В это летнее утро я тихо шла по дорожкам, счастливо подмечая, что зелень деревьев вновь кажется нежной, как в мае, благодаря уже появившимся кое-где первым и осторожным желтым листьям, а глаза Амура на солнце напоминают полные крепкого чая ложки из прабабушкиного столового серебра — неужели я все-таки достигла того высокого состояния, когда мир сосредоточен и замкнут вокруг тебя, а ты, наоборот, распахнута и доступна всему? Даже смерть Никласа представлялась теперь лишь звеном в неизбежных, но все же гармоничных цепях жизни, рвать которые неуместными признаниями грубо и кощунственно. Однако я знала и то, что спустя каких-то полчаса действительность — или, лучше сказать, иная ее сторона — снова возьмет верх. И борьба с неизбежным, как всегда, вновь соблазнила меня. Глаза Амура тут же погасли, и, стараясь не глядеть в них, я отвела его домой, трусливо не зайдя даже в прихожую.
Выскочив на пустые субботние улицы, я пошла на другую сторону реки. Было, наверное, около шести утра. В предрассветном тумане фонарные столбы на мосту стояли подобно крестам Аппиевой дороги, и в этом подобии сквозили красота и страх, а шаги мои по безлюдным пролетам гулко звучали, разносясь далеко над спящей водой.

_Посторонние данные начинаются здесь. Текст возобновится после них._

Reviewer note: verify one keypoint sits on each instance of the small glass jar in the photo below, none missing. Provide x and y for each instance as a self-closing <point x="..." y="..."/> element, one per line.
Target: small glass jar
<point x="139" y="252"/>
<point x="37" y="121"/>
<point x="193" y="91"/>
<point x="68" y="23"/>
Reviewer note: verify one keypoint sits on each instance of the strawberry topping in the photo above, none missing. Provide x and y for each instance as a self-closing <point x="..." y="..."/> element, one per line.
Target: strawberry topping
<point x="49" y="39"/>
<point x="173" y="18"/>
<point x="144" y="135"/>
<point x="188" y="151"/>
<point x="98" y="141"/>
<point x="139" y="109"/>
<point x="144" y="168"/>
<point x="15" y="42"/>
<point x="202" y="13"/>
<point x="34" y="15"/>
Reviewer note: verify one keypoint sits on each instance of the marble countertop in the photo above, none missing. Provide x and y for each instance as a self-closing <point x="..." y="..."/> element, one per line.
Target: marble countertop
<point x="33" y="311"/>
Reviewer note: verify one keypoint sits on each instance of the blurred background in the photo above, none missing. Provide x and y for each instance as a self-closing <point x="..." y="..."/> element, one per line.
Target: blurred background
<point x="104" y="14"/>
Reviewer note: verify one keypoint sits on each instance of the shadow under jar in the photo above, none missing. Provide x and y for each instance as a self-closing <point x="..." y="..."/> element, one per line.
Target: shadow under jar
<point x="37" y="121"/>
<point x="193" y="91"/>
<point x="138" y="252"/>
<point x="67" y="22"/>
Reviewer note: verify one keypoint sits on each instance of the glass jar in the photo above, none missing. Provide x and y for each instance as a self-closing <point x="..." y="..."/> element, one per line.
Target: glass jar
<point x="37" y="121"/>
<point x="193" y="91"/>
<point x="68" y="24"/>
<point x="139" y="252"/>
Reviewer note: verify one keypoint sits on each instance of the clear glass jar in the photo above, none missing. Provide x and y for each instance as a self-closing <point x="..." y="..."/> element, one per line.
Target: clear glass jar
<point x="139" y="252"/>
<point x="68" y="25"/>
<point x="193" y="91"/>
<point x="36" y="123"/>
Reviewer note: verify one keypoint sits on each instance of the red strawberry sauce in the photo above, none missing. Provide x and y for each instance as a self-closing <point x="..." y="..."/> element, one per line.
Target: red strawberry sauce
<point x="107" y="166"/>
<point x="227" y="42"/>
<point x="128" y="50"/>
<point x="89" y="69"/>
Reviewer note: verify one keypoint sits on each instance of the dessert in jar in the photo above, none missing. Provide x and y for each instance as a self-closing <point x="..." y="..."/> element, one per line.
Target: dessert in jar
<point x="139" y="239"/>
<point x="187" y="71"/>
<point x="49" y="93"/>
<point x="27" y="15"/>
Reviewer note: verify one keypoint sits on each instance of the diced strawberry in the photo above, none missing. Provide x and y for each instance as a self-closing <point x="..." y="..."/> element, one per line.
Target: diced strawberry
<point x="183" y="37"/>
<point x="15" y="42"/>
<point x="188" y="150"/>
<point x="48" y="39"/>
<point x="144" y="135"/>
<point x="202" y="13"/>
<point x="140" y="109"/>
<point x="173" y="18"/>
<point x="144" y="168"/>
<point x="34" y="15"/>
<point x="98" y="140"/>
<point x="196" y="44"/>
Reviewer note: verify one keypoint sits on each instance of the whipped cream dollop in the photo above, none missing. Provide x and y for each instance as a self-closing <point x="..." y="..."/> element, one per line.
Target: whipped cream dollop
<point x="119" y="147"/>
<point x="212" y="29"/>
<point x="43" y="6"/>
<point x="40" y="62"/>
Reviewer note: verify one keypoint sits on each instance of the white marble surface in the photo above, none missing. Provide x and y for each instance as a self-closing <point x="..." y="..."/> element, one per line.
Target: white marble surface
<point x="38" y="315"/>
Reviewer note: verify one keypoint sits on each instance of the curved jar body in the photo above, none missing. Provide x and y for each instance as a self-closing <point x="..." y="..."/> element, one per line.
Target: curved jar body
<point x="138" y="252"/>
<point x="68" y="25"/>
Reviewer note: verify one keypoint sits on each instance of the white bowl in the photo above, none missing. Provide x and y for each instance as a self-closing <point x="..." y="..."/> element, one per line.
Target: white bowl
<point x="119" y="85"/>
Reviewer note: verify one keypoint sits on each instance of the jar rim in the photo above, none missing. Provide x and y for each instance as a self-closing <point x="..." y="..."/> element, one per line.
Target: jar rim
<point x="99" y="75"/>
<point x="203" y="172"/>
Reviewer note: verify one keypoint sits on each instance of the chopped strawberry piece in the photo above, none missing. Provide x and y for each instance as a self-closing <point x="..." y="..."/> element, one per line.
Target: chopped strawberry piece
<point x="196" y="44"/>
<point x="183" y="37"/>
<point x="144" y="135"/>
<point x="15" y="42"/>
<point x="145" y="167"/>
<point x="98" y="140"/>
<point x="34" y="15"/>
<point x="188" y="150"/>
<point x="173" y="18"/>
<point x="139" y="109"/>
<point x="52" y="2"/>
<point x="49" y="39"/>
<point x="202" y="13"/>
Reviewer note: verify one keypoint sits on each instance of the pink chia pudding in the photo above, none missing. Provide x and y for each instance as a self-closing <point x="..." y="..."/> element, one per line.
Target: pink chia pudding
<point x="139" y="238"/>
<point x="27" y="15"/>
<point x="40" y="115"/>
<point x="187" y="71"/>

Я миновала жилище Бецкого и в очередной раз пожалела о том, как Стасов унизил этот дом, который, с его башнями и висячими садами, казался современникам воистину сказочным. Вдалеке курились замковые липы, и, никуда не торопясь, я шла к центру, в тысячной прогулке по этим местам, прелестной уже тем, что каждый шаг будил еще тысячи полувоспоминаний, полузнаний и полуощущений, касавшихся только меня и города. Вот дуб с дуплом, служивший почтовым ящиком для любовных цидулек не только двести лет назад, но и пятнадцать — мне самой; вот могила маленького восторженного мальчика[8], куда до сих пор ничего не знающие о нем брачующиеся пэтэушники кладут розы; вот сирень, где впервые целовал меня тот, кого я больше, наверное, никогда не увижу, а вот и мост, дрожавший под ботфортами красавцев, для которых «тиран», возможно, был ненавистен еще и в силу его физической убогости, столь откровенно явной в сравнении с их наглой, непристойной, победной красотой… Эта мысль давала весьма широкое, хотя и скользкое поле для размышлений. Прислонившись к не остывшей за ночь коре, я была уже готова шагнуть за его край, если бы не увидела человека, который стоял, мечтательно прижавшись к дереву под окнами покоев Марии Федоровны. Кажется, он даже касался его лицом. Он стоял совсем неподвижно, мне надоело смотреть, и я закрыла глаза. А когда открыла, то увидела, что он в точно такой же позе стоит уже у другой липы, и что одет он в немыслимую робу, и что в руках у него что-то похожее на детскую дудочку, и что человек этот конечно же Гавриил.
Все становилось уже совершенно нереальным и, видимо из-за специфического имени, напоминало даже некую евангельскую сцену. На мгновение я ощутила, как вздрогнуло мое переполненное семенем лоно, и нехороший холодок метнулся вдоль позвонков. Гавриил, нахмурившись, оторвал щеку от ствола, повернулся, чтобы перейти к следующему дереву, и… увидел меня. Напряженное лицо его медленно и потому откровенно просветлело. Я тоже заставила себя улыбнуться.
— А где же Донго?
— Дель Донго, с вашего позволения. Он, как и положено столь высокородному существу, лежит в воротах, а не занимается черной работой.
— Послушайте, Гавриил, — с некоторым трудом я выговорила архангельское имя, — но ведь все это похоже на чертовщину, согласитесь.
— Не соглашусь. Скорее на нечто противоположное. — И он высоко поднял руку со своей деревянной дудкой, похожей на ту, с которой рисовали докторов в книжках нашего детства. Мой живот снова глубинно отозвался на это видение, а он взъерошил свою черную бороду, словно пытаясь убрать то секундное и вечное, что вдруг промелькнуло в этот момент и что мы оба почувствовали. — Пойдемте к воротам, я уже закончил.
— Что можно закончить в шесть утра? И почему Донго не ходит тут с вами? И вообще, вы нарочно, что ли, меня везде встречаете?
— Встречать друг друга можно только обоюдно, правда, Варя? А Донго не ходит здесь со мной только потому, что своей неуемной радостью жизни, к сожалению, мне мешает.
— Что же вы…
— Хотя… сейчас вы сами все поймете, у меня осталось еще одно местечко.